The tenor of Anthimus's advice is interesting, not only for the fact that it implies that a rich Gaul had access to a surprising variety of foods (including pistachio nuts!) but also for what a healthy diet might be deemed to include and what modes of food preparation were deemed best. A few examples will have to suffice:
At this point I will explain how bacon may be eaten to the best effect, for there is no way that I can pass over this Frankish delicacy. If it has been simply roasted in the same way as a joint of meat, the fat drains into the fire and the bacon becomes dry, and whoever eats it is harmed and is not benefitted; it also produces bad humours and causes indigestion. But if bacon that has been boiled and cooled is eaten, it is more beneficial, regulating constipated bowels and being well digested.
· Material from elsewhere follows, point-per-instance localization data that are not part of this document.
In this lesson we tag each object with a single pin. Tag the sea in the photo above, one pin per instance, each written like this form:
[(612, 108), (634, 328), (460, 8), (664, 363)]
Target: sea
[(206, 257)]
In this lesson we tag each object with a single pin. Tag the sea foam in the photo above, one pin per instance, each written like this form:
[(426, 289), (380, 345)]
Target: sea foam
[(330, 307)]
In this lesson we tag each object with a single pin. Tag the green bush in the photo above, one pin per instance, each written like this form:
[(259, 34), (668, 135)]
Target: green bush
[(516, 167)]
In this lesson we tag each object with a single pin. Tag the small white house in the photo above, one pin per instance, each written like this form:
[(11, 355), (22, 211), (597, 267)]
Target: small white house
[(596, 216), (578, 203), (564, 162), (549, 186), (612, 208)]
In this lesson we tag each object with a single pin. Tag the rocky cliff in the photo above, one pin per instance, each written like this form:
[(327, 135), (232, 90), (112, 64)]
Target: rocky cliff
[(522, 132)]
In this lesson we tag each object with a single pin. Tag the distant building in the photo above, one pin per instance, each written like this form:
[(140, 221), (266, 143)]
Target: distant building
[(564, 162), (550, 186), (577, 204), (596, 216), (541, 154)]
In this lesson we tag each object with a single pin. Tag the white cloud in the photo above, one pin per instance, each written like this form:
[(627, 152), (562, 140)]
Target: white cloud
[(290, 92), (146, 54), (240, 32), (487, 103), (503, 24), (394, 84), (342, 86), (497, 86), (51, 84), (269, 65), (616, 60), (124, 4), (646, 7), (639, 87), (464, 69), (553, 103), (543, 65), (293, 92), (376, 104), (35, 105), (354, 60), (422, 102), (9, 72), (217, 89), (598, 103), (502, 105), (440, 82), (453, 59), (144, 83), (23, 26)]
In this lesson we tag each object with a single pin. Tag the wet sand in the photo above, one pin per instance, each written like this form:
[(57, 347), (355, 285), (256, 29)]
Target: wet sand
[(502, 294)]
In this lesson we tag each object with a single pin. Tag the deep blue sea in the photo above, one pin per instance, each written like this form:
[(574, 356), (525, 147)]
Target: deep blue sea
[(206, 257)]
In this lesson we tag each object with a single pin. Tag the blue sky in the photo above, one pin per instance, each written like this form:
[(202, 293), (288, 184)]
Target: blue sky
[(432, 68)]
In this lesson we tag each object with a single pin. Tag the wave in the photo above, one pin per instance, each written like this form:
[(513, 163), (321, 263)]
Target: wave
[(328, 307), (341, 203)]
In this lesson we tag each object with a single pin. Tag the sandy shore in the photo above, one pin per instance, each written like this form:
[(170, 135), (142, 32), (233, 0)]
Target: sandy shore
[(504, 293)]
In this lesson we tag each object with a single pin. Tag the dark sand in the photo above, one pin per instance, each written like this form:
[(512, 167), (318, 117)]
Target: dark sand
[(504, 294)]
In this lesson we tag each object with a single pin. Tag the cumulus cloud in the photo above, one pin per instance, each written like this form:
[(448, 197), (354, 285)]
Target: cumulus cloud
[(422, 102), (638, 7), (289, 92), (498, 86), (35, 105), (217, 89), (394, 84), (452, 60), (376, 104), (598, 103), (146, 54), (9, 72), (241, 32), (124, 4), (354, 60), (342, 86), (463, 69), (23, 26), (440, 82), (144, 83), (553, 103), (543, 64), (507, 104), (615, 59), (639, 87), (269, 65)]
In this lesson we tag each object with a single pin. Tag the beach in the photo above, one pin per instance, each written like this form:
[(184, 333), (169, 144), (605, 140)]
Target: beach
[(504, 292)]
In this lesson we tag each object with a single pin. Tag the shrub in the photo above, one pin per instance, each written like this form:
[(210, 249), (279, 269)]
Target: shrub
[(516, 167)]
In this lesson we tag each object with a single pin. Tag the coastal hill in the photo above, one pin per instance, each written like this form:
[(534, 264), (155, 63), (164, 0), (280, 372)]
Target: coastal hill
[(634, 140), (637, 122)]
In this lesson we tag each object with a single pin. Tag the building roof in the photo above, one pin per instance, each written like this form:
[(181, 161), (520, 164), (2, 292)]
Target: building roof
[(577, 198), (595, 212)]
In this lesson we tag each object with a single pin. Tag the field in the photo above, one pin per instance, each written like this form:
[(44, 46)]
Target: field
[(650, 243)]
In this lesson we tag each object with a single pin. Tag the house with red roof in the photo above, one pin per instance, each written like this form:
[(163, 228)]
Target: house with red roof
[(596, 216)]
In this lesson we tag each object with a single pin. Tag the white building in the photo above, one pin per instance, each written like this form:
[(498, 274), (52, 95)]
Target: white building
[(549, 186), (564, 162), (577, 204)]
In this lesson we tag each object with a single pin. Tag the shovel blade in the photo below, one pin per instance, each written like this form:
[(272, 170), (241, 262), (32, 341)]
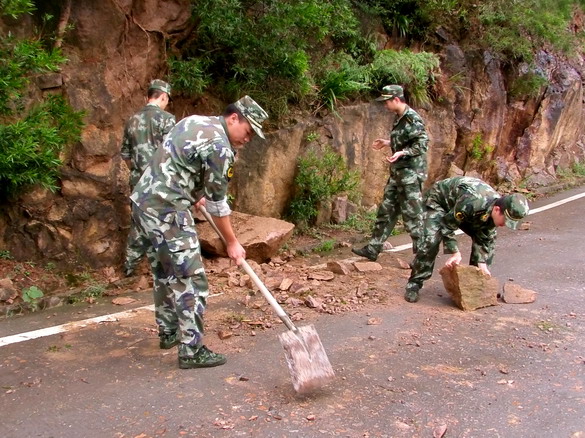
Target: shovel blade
[(306, 358)]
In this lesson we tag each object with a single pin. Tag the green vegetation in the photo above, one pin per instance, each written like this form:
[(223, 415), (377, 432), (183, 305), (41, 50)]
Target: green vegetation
[(318, 53), (325, 246), (31, 136), (309, 53), (320, 176), (5, 255), (32, 295), (478, 149), (528, 85), (91, 292)]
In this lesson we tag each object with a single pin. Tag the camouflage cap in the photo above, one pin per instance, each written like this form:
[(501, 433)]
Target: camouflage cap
[(515, 207), (163, 86), (390, 92), (253, 113)]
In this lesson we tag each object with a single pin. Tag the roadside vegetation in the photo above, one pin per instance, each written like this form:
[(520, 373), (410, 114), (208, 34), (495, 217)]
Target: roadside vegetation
[(317, 54), (32, 135)]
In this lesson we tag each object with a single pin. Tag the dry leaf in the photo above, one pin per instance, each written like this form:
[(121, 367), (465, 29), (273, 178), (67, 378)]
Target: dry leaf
[(439, 431)]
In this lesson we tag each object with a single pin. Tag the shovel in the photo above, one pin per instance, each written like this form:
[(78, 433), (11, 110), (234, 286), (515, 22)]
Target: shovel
[(307, 360)]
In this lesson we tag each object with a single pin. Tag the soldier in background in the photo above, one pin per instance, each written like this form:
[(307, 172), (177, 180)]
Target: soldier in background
[(192, 168), (143, 134), (471, 205), (403, 193)]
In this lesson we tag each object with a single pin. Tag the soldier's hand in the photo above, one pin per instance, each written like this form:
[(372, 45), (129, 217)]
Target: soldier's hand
[(484, 269), (236, 252), (379, 143), (454, 260)]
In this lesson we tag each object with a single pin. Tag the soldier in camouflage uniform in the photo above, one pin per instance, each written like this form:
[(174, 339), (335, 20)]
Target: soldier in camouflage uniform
[(143, 134), (471, 205), (192, 167), (408, 162)]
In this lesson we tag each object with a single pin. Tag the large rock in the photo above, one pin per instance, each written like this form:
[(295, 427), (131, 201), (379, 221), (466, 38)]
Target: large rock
[(261, 237), (469, 288)]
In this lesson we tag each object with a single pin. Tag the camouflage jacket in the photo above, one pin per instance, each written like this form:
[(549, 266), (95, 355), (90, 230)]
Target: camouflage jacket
[(468, 203), (143, 134), (409, 135), (195, 160)]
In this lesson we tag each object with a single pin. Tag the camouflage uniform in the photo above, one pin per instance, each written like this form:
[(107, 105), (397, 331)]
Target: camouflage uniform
[(403, 191), (143, 134), (195, 160), (465, 203)]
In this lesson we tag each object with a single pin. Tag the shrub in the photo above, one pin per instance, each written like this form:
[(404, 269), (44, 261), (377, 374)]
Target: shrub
[(32, 136), (319, 177)]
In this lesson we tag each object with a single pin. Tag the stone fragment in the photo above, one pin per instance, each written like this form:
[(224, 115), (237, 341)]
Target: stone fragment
[(469, 288), (403, 264), (338, 267), (224, 334), (515, 294), (7, 290), (50, 80), (285, 284), (367, 266), (313, 303), (321, 275), (261, 237)]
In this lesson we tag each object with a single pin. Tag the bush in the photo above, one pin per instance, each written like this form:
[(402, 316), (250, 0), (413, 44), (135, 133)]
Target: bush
[(30, 148), (319, 178), (31, 136)]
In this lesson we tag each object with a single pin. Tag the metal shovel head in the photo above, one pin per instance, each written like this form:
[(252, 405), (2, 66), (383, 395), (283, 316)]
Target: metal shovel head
[(307, 360)]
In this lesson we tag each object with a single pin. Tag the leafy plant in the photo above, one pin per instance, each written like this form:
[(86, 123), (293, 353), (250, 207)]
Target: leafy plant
[(528, 85), (319, 177), (32, 137), (415, 71), (478, 149), (325, 246), (32, 295), (5, 255)]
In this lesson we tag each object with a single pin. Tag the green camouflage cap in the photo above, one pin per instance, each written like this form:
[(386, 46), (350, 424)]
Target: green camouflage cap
[(515, 207), (390, 92), (253, 113), (157, 84)]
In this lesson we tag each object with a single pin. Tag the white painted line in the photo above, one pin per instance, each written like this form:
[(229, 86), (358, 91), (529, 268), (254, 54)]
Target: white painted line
[(556, 204), (532, 211), (21, 337), (129, 313)]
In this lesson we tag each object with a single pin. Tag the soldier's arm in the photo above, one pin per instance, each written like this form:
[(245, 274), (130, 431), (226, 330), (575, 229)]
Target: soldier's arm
[(417, 140), (126, 150)]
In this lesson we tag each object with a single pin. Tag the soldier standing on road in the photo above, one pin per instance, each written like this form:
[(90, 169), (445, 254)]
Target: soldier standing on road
[(471, 205), (408, 162), (143, 134), (192, 167)]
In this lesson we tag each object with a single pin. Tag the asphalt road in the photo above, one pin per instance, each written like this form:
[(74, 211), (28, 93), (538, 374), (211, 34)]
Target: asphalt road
[(420, 370)]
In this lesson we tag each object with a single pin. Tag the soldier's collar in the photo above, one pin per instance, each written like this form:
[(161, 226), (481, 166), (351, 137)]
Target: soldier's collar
[(224, 126)]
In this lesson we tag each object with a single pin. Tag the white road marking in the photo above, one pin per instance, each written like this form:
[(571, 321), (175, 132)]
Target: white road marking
[(27, 336), (35, 334)]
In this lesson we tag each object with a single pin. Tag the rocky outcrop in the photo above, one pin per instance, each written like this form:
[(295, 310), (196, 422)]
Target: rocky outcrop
[(474, 125)]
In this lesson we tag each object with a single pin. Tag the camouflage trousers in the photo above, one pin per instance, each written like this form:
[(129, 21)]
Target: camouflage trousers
[(435, 232), (138, 245), (180, 284), (402, 196)]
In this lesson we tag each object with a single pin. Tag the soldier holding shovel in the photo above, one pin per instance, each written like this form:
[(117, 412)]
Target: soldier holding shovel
[(192, 167)]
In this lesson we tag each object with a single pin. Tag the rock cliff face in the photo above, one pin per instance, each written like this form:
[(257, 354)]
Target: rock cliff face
[(118, 46)]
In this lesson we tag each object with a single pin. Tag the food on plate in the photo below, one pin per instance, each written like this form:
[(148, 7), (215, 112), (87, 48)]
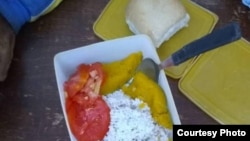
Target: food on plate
[(159, 19), (132, 120), (147, 90), (87, 112), (119, 73), (136, 109)]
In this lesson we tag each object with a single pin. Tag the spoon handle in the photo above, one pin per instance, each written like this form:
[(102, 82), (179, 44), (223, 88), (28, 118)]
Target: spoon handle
[(217, 38)]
But it should be boiled well, and if of course it is from a ham, it should be cooked more. None of the rind should be eaten because it is not digested. Bacon fat which is poured over some foods and vegetables when oil is not available is not harmful. But frying brings absolutely no benefit. (p. 55)

* * * *
Whenever hard boiled eggs or eggs cooked in vinegar are used in a sauce, only the yolk should be eaten. For if the white is made hard, it is not digested well, but causes diarrhoea, and rather than being beneficial is harmful. And so beware of hard egg white. Egg yolks that ar runny are agreeable to the body, so my authorities inform me. (p. 65)

* * * *
Cheese, so my authorities tell me, troubles not only sick but also healthy people, particularly those who suffer from problems of the kidneys and those affected with spleen, because it congeals in the kidneys and as a consequence stones are formed.

* * * *
But fresh sweet cheese which is unsalted is suitable for healthy people. However, if it is extremely fresh it is good to dip it in honey. (p. 79)
Overall, Grant's book is a fascinating look at what constituted "healthy" and what constituted less than healthy foods, cooking and eating habits during that period when classical Roman learning was beginning to give way to the medieval world. I recommend it for any Roman scholar or medievalist.

Grant, Mark, ed. Anthimus. De Observatione Ciborum: On the Observance of Foods. (Prospect Books (UK), August 30, 2007). ISBN-10: 1903018528. ISBN-13: 978-1903018521.